Who'll follow Sharon's example?
If the first few weeks of the year are any indication, the United Bermuda Party and the Progressive Labour Party are going to have to start paying attention to their ABCs and 1, 2, 3s: the All Bermuda Congress (ABC), a new political party.
Perhaps surprisingly Khalid Wasi (Raymond Davis), one of the primary organisers of the ABC, is adamant that he isn’t in fact looking to start a third party; his intention is to replace the United Bermuda Party.
He contends that the current parties are no longer relevant, that their existence retards Bermuda’s political evolution, and that the demise of the UBP will have a cascading effect, eliminating the PLP and triggering the emergence of a new, healthier and more productive political paradigm.
He’s probably right. What he proposes should happen, but it probably won’t.
Politics is, at the best of times, an exercise in frustration. But we’ve taken it to a new level in Bermuda. Here, any issue — and I mean any issue — is without fail conveniently reframed by the PLP to fit the parameters of a forty year old racial argument which they feel they control.
Therefore, ABC proposes that the UBP’s mere existence, regardless of their best intentions, plays into the PLP’s hand and perpetuates this cycle, allowing the PLP to act as an agent of division and an impediment to progress.
In a recent television interview Mr. Wasi put it well when he characterised the parties as “two sides of a racial argument” (whether they know it or not). It’s precisely this outdated racial argument that is preventing the advancement of a modern social and economic vision and meaningful Parliamentary reform.
Ironically as some have pointed out, the ABC is targeting the UBP — the party which talks of moving past this racial argument — for elimination. On the surface this approach might appear backwards, a strategy that would entrench the PLP and their racial politics. Unless you consider the old adage that every action has an equal and opposite reaction that is.
If you regard the UBP and the PLP as two sides of the same coin, one minted in the 1960s but still in circulation today, the picture starts to take shape. While the PLP was created first, the two parties essentially formed as reactions to each other, two halves of a whole, opposite sides of an equation.

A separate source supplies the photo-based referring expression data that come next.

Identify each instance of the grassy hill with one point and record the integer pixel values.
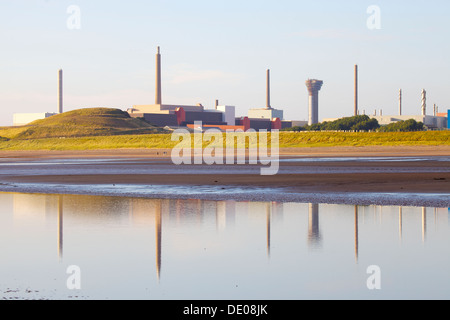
(102, 128)
(80, 123)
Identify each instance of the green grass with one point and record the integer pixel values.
(80, 123)
(287, 140)
(104, 128)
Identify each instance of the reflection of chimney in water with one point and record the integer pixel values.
(60, 226)
(158, 233)
(356, 234)
(424, 223)
(314, 237)
(268, 218)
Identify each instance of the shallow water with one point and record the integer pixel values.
(134, 248)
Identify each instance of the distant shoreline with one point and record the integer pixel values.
(338, 151)
(417, 175)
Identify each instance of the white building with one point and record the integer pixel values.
(265, 113)
(433, 122)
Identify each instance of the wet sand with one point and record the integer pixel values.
(414, 170)
(367, 151)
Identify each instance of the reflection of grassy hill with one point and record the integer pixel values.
(81, 123)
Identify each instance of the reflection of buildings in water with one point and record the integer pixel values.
(356, 234)
(424, 223)
(268, 218)
(158, 238)
(180, 212)
(60, 226)
(41, 209)
(314, 236)
(225, 214)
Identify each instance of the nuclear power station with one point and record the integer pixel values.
(223, 117)
(313, 87)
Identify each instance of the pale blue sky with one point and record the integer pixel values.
(220, 50)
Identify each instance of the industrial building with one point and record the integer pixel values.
(313, 87)
(222, 117)
(163, 115)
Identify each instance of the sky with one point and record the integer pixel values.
(214, 49)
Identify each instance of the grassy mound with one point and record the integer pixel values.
(81, 123)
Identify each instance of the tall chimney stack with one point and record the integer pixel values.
(158, 97)
(268, 90)
(424, 102)
(356, 90)
(313, 87)
(60, 91)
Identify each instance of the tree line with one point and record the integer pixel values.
(361, 123)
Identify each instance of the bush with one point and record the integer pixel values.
(356, 123)
(403, 126)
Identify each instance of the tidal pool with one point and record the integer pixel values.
(106, 247)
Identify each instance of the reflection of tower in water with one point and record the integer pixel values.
(314, 237)
(60, 226)
(424, 223)
(356, 234)
(158, 235)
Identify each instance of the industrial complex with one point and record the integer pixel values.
(224, 117)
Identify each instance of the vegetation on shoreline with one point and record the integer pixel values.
(287, 140)
(106, 129)
(361, 123)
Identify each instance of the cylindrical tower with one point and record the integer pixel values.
(60, 91)
(313, 87)
(356, 90)
(424, 102)
(158, 97)
(268, 90)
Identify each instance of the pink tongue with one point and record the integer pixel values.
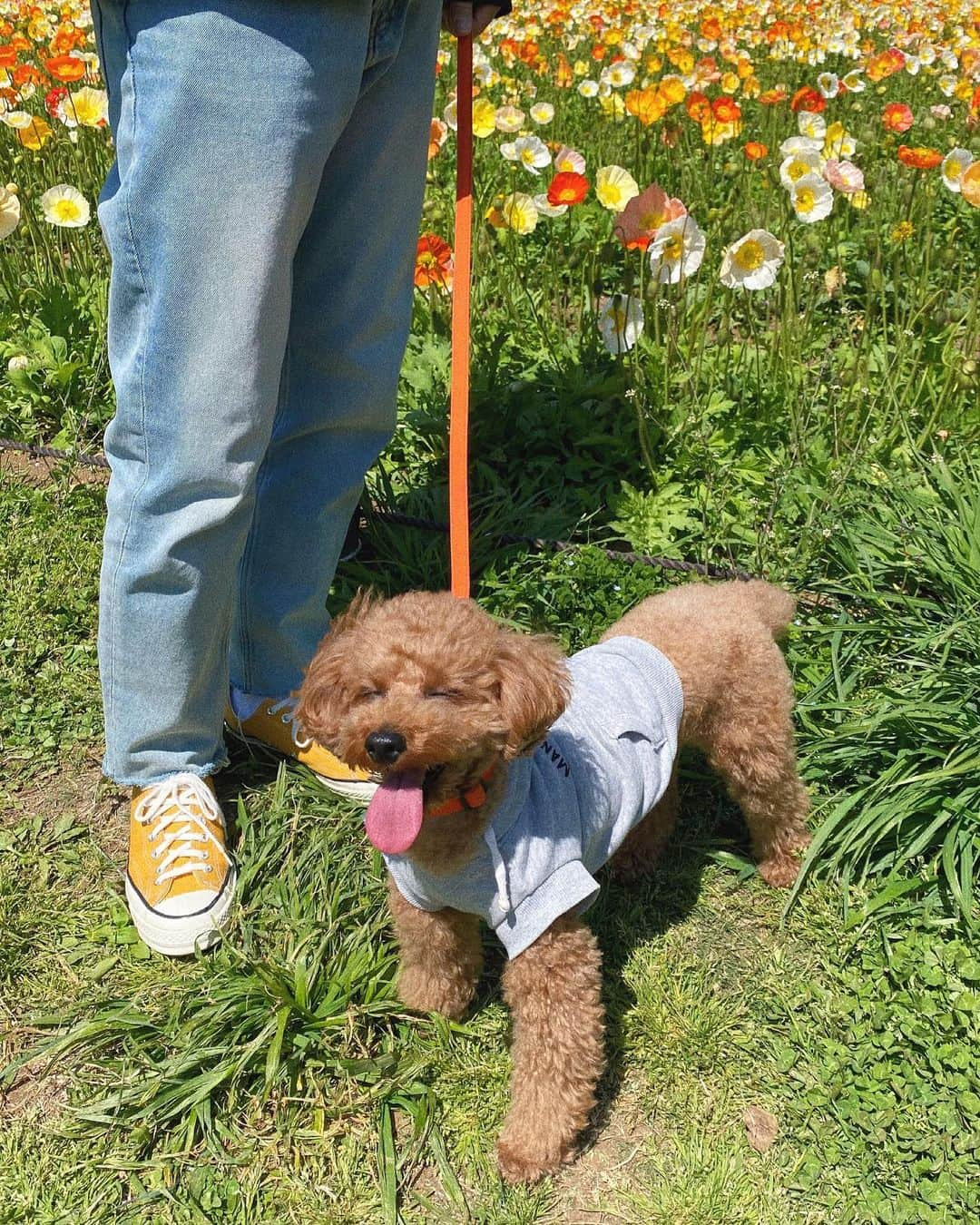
(394, 816)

So while the ABC is proposing to take out the UBP, they are in fact aiming to drive both parties into irrelevancy; to unbalance the equation as such. Their draft manifesto states as much: “The only moral authority legitimising the PLP, seemingly, is that the UBP exist. Every argument of the PLP is predicated by what the UBP did for 35 years if not 350 years. With the UBP gone the PLP will ideologically fold because it has no natural ideology asides from its reaction to the UBP.” Two examples may help illustrate this point, one fictional, science fiction to be precise, and the other true and in play today.

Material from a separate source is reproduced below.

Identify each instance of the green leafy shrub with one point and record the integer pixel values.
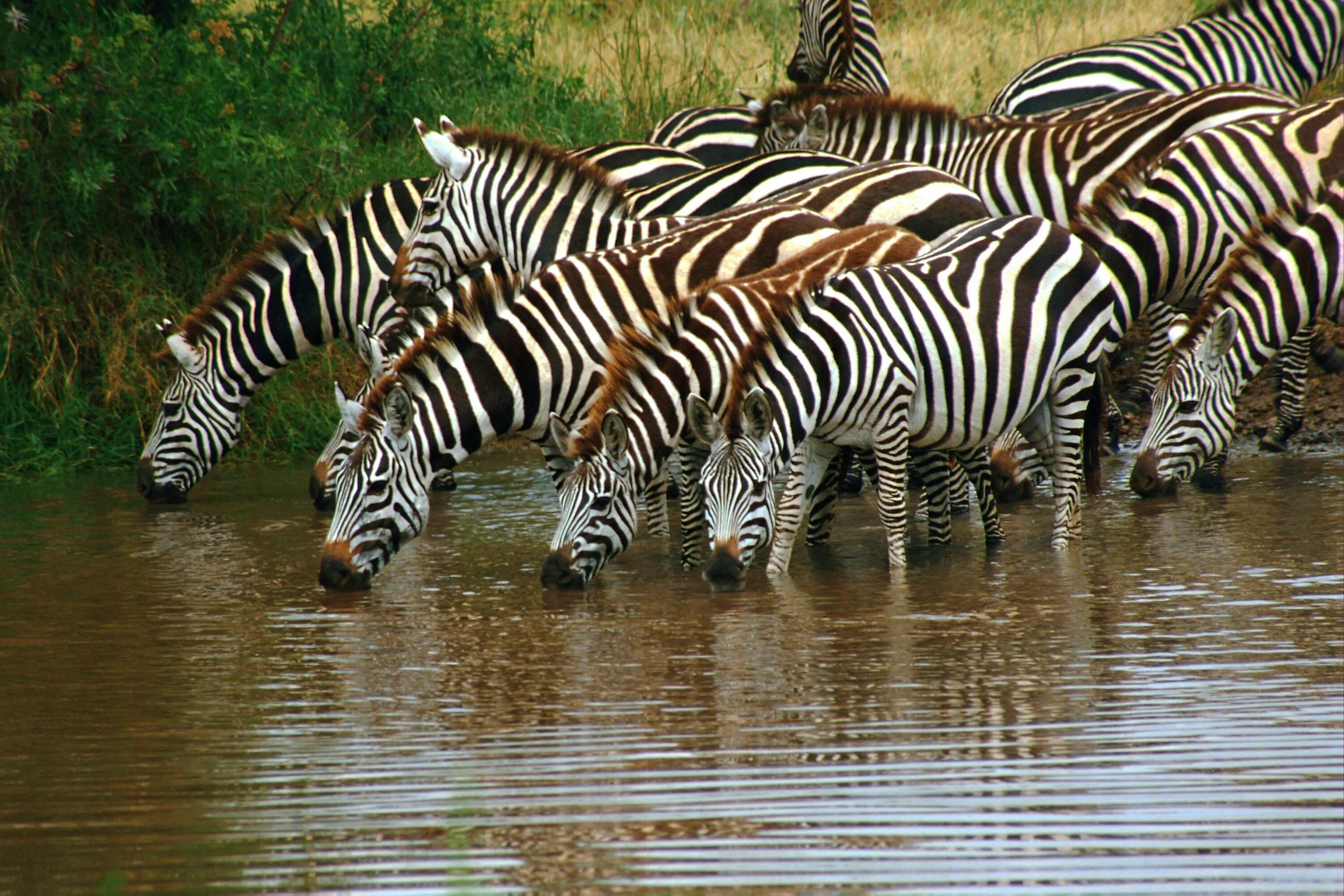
(146, 144)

Fans of The Matrix trilogies might relate to this (bear with me here) if they parallel the UBP and the PLP with the fictional foes of Agent Smith and Neo. These two adversaries remain engaged in a seemingly endless fight, capable of winning individual skirmishes but not total victory. Only when Neo realises this and sacrifices himself — unbalancing the equation (and becoming one with Agent Smith) - does the war end. Idealistic? Maybe. But it’s worth considering.
Conversely a real world example of what ABC is proposing is currently being attempted in Israel, although recently complicated by Israeli Prime Minister Ariel Sharon’s recent stroke.
Mr. Sharon embarked on an ambitious and unprecedented bold course of action, one designed to obliterate the traditional political battle-lines in Israeli politics and clear the way for the emergence of a new paradigm: Mr. Sharon, a sitting Prime Minister and his party’s leader, resigned from his own party to found a new entity. Idealistic? Maybe. But it’s worth considering.
The latter is almost certainly what it will take in Bermuda for the ABC’s goal to be met. While admirable, it may not be achievable. The last election result is probably the problem.
The UBP came very close to a win in the popular vote, or at least a draw, after being written off in 1998. Conventional wisdom almost certainly maintains that the PLP Government has proven so ineffective, so scandal-plagued and so arrogant that a win at the next election is highly achievable.
It is that political reality which renders ABC’s efforts to woo away a few UBP MPs difficult, if not insurmountable; Opposition MPs can taste victory. Without significant defections from sitting UBP — and to a lesser extent PLP Members of Parliament, ABCs goal will be unachievable.